I can’t stand his ubiquity, but, try as I might, I find it impossible to discount his contributions to the dialogue of Art History. And his design aesthetic? Inarguably potent.
So under most circumstances, I would be hesitant to create a blog reiterating the persistent relevance, if not the genius that can be categorized as the Warhol Machine. After all, Warhol isn’t (hasn’t ever, wasn’t ever, will never be) lacking in press coverage. However, after reading through Josh Hubank’s blog discussing news media this past week, my interest in a story that aired on NPR Morning Edition titled Andy Warhol’s Headline: Sensation Always Sells, was peaked.
I realized that I often feel the same way about Andy Warhol, as I do about the news.
It seems more and more, that the question of what is news, is becoming almost as large and unanswerable as what is art.
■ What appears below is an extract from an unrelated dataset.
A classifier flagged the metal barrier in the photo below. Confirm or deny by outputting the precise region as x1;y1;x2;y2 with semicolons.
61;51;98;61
Many are asking: What creates legitimacy, importance, validity within these spheres? And more generally, what is it that makes the sensational, so irresistible?
Headlines, a show that opened September 25th at the National Gallery of Art here in DC, which is centered around Warhol’s work with news (and more obviously, headlines), is certainly about much more than a themed presentation of Warhol pieces. Its timing points to the fact that lately, there has been an explosion of questions surrounding the veracity of the thing we call news, not to mention the ethics behind news practices. Newscorp anyone?
“I think Warhol was trying to get the consumers of the news to think about the truth in the news overall…. The news is a product that we buy, as consumers,” curator Molly Donovan told NPR’s Susan Stamberg in the interview.
Celebrity, consumer goods, and headlines. Like the news, Warhol spent most of his life producing work on people and their ephemera. He was in many ways, a Marxist’s dream; no sphere of culture escaped his commodification. He was the champion of bad taste, and in his perfection of kitsch, he struck artistic gold. Yet his renderings are not just there for us to consider the visual quality of printed papers, how much we like the colors, or the celebrities gracing their pages. Though his use of appropriation, he borrows the language of headlines and front pages, raising questions about the source itself.
Warhol’s ability to make the original, unoriginal, is rivaled only by its inspirational source: the news. Repetition to the point of apathy, was Warhol’s ultimate strength. Perhaps his Factory, was a modern day news feed.
If we accept that Warhol created what people want to look at, then news media creates what people want to hear. After all, they are both about the art of sensation.